In schools, standardized tests are designed to test a child’s grasp of reading and math for their current grade level. The tests are not designed to determine how well the child’s teacher taught throughout the year, because the test is specifically evaluating the child’s knowledge.
All this pre-amble leads me to the point of this post: merit pay for teachers and its relation to standardized testing. Throughout the past five years, the New York City Department of Education ran a study to determine whether merit pay made any difference on the success of public school teachers. What the study–one of several around the country–concluded was that merit pay made no difference whatsoever in a teacher’s performance.
Why is this, you might ask? Well, for starters, most teachers are not in it for the money. In a report posted by the New York Times on July 17, the author stated, “Teachers also reported that improving as teachers and seeing their students learn were bigger motivators than a bonus, Dr. Marsh said.”
Second, standardized tests are designed to test students, not teachers. The challenge for testers here is that all students are different. They all learn differently. They each have separate and unique family and life experiences that they carry with them, which color their daily interactions and actions. And they are not little carbon copies of their teacher.
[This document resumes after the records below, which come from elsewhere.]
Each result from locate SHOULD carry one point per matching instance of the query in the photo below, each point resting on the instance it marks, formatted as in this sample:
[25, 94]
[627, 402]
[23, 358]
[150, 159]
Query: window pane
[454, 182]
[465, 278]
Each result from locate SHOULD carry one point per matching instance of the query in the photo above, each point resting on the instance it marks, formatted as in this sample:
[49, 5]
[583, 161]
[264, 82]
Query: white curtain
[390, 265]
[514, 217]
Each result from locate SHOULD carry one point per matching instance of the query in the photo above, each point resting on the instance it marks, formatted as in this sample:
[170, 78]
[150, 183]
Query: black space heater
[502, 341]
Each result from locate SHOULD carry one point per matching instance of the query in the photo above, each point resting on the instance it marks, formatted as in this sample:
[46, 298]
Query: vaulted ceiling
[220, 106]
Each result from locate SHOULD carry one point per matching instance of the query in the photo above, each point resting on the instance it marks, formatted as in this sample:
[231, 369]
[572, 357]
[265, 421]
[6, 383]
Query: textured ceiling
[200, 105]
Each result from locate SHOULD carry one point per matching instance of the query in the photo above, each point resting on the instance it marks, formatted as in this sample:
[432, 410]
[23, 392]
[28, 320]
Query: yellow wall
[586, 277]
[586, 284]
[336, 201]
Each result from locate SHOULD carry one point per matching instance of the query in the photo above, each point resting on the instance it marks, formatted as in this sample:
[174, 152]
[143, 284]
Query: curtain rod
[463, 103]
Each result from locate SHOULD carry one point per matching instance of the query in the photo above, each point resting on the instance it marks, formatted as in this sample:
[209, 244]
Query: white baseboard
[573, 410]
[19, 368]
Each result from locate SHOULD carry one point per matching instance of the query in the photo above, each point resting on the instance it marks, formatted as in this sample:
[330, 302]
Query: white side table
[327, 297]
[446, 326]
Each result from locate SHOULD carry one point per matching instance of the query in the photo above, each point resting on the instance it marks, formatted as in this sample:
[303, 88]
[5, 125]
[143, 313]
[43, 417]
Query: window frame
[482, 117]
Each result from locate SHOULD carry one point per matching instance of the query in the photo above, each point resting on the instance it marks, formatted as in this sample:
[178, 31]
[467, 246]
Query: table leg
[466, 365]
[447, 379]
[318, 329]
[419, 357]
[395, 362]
This means that each student tests differently. One child might do very well on oral and written exams, but suffers from anxiety which hampers his or her success on standardized tests. This student will not present a true representation of what he or she has learned about the test from their teacher that year. The board will deem them a “loser” (to quote Diane Ravitch) and the teacher will probably be fired.
Third, each year a teacher gets a different class of children. One year a teacher might have all A-level students, another year might be a mixed bag and still another could be low-achievers. Thus, standardized tests, which are so rigid in their criteria and questioning, can not fairly assess teacher success (or student success, for that matter). Here is an EXCELLENT breakdown of why merit pay and standardized tests are a big education FAIL.
To instruct someone… is not a matter of getting him to commit results to mind. Rather, it is to teach him to participate in the process that makes possible the establishment of knowledge. We teach a subject not to produce little living libraries on that subject, but rather to get a student to think mathematically for himself, to consider matters as an historian does, to take part in the process of knowledge-getting. Knowing is a process not a product. (1966: 72)
Teachers learn throughout their careers. If a 20 year veteran teacher could time travel back to her fifth year of teaching, surely she would see major differences between the way she taught when she was first developing as an educator and the way she teaches now. The same is true of students. Some are late bloomers when it comes to reading and writing, or math, but it doesn’t mean they won’t be able to understand the concepts. Standardized tests and merit pay try to treat people like products, each basically the same. This sad viewpoint dehumanizes one of the most humanizing professions – and experiences – in the world.
Teachers should be evaluated, there is no doubt about it. However, they deserve the respect to be evaluated individually, as separate human beings with unique talents and experiences, just like their students.